Il y a longtemps que Mozart connaît Emanuel Schikaneder. Depuis que cet acteur, chanteur, metteur en scène et directeur de troupe a pris en main le Theater auf der Wieden, leurs relations se sont resserrées, sans doute aussi au gré de leur appartenance à la même loge maçonnique. Et autour de Schikaneder, il y a toute l’équipe de son théâtre, comédiens-chanteurs, qui à l’occasion sont aussi compositeurs, avec lesquels Wolfgang se trouve à l’aise, proche d’eux par l’amitié et disponible pour collaborer. Il y a eu déjà, en septembre 1790, cette Pierre philosophale, ou l’Île enchantée (Der Stein der Weisen, oder die Zauberinsel), livret de Schikaneder et partition collective de Henneberg, Schack et Gerl pour laquelle Mozart a composé quelques numéros, et peut-être supervisé l’ensemble. Le climat est celui de la féerie, inspirée de Wieland, à l’origine déjà d’Oberon, König der Elfen (Obéron, le Roi des Elfes), un des premiers succès du Theater auf der Wieden. Dans les deux cas, c’est l’histoire d’un prince qui part à la recherche d’une princesse ; il est accompagné d’un joyeux compagnon, et pour affronter les épreuves qui l’attendent il peut compter sur un instrument enchanté. Au degré supérieur, des personnages doués de pouvoirs magiques s’affrontent ; au registre inférieur, un couple met de la bonne humeur mais échouera dans son initiation. Les ingrédients sont bons, pourquoi ne pas reprendre et développer la recette ? Cette fois en confiant la musique au seul Mozart.

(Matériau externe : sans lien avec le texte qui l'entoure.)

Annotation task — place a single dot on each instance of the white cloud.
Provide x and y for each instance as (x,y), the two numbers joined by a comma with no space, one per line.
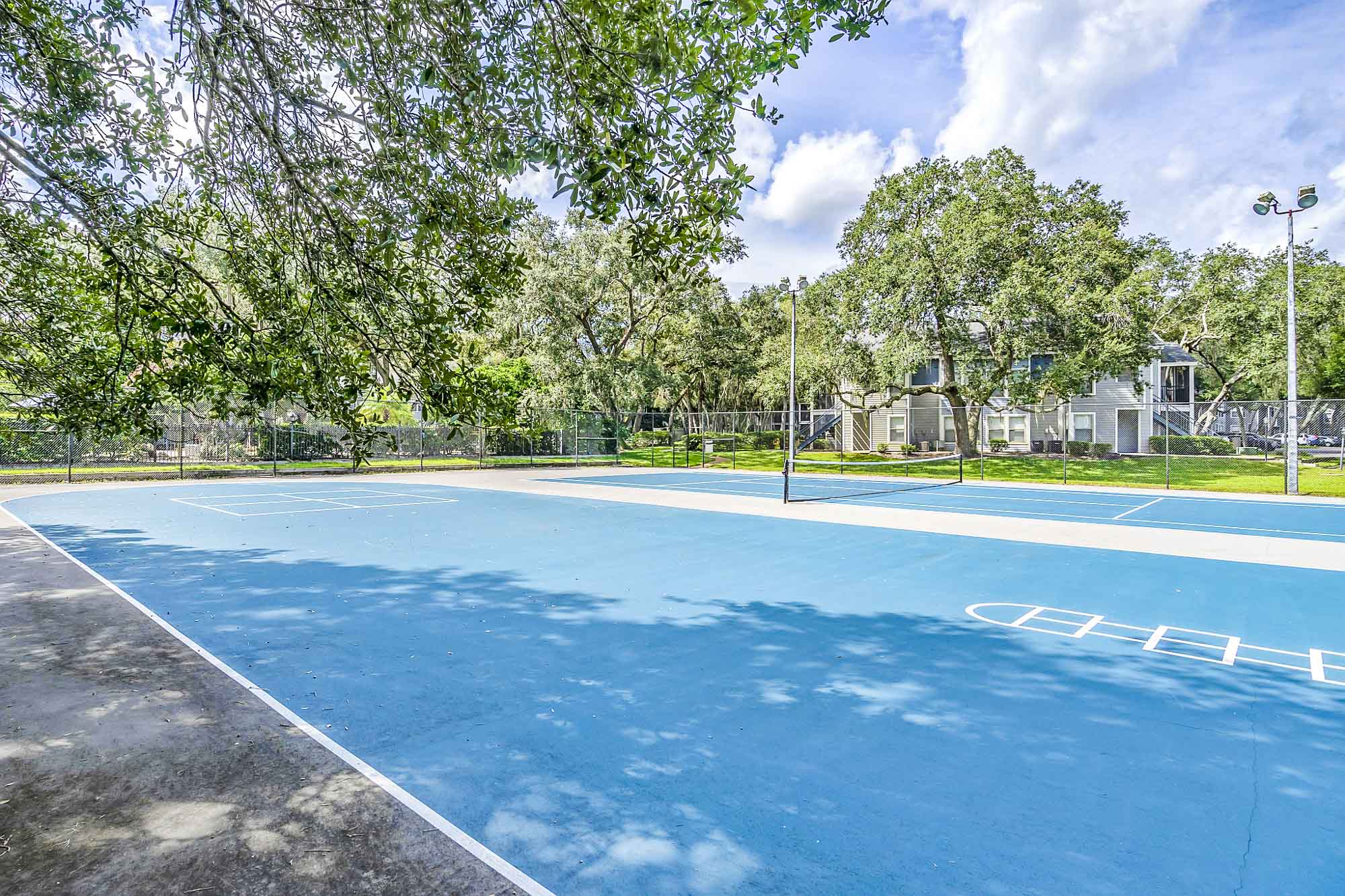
(1182,163)
(533,185)
(824,179)
(755,147)
(1038,72)
(903,153)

Mais il s’agira sans doute encore d’un travail d’équipe pour le livret que signera Schikaneder, présent aussi comme interprète du rôle comique de Papageno. Schack et Gerl seront Tamino et Sarastro, les deux autres principaux rôles masculins, Henneberg dirigera les reprises après Mozart. Comme ce théâtre est une vraie affaire de famille, on trouvera encore la femme de Schikaneder dans le chœur, son frère Urban en Premier Prêtre et ses deux enfants déguisés en animaux, la femme de Gerl en Papagena, celle de Schack en Troisième Dame, la fille d’Urban en Premier Garçon. Belle sœur de Mozart, Josepha Hofer sera la Reine de la Nuit, et son mari sera violoniste dans l’orchestre. Qu’on se garde pourtant de considérer toute cette équipe comme des saltimbanques, montant des spectacles médiocres dans une salle de faubourg pour un public inculte. Les spectacles, en allemand, donc intelligibles pour chacun, attirent toutes les couches de la société, l’élite cultivée, les aristocrates, et l’empereur lui-même, n’hésitant pas à se rendre dans ce théâtre, dont la scène est grande et dont la machinerie permet un vrai luxe de décorations. Trente-cinq musiciens de qualité constituent l’orchestre, les chanteurs sont d’excellents comédiens. Rien donc qui ait forcé Mozart a réduire ses exigences.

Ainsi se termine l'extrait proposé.